BTW longjohn . Switching the unit on/off repeatidly will reduce the lifespan quicker. According to reports I have read, the exact amount of power required to run a single diode in the split second that it is being powered ON equates to about 3-4 seconds of continous use (don't quite me on exact specs) this is the same as a lightbulb and for this reason lightbulbs that are used to flash repeatidly will run out far quicker than the same bulb being used as a constant source of illumination.
Think about it.. if it requires for example 50% more power to run a diode in that split second when you turn it on, then repeatidly turning on/off will result in a significant increase in power usage and decrease in lifespan for the diode.
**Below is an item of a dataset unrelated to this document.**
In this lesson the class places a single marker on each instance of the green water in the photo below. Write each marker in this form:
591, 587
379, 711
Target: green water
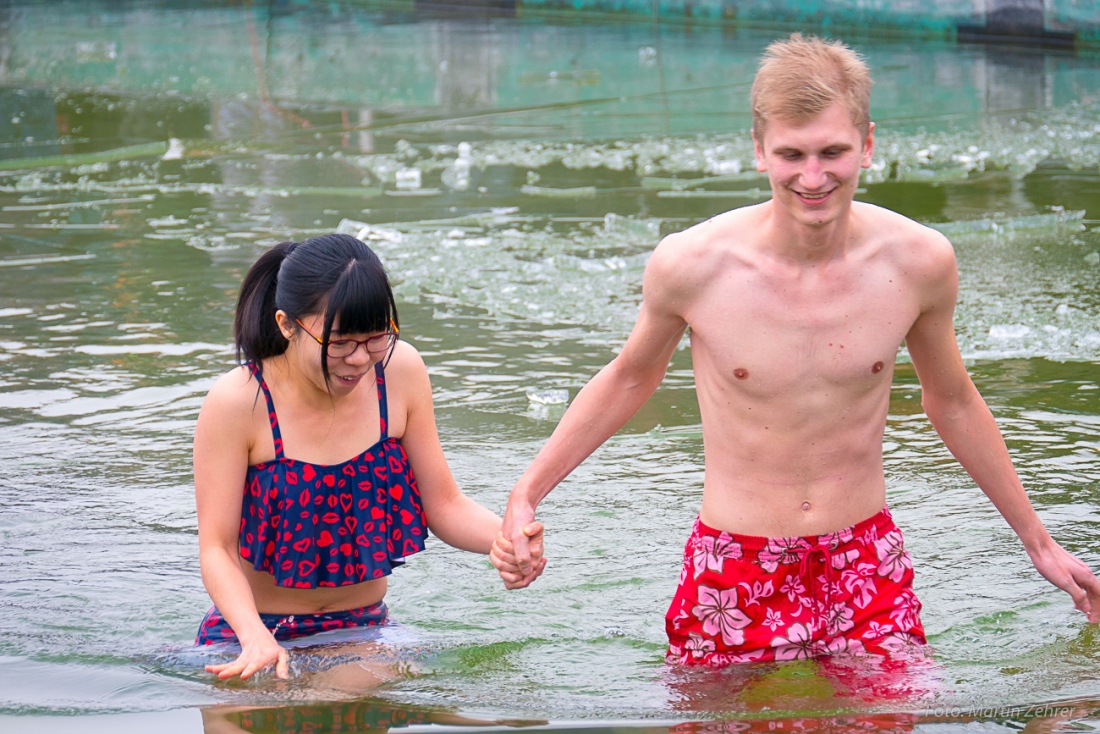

Not that anyone would want to sit there repeatidly turning it on and off, but you must get the general idea of where I am coming from ; )

Sorry, but I don't understand at the moment what you mean (english is not my motherlanguage).
Do you mean to switch the light on and of during 3-4 seconds will reduce the lifespan. Or the strobe effects like at the Gladius?

Or do you mean, that the led is overdriven (for a short time) when the light turns on? This should not happen at full regulated leds, driven at specs.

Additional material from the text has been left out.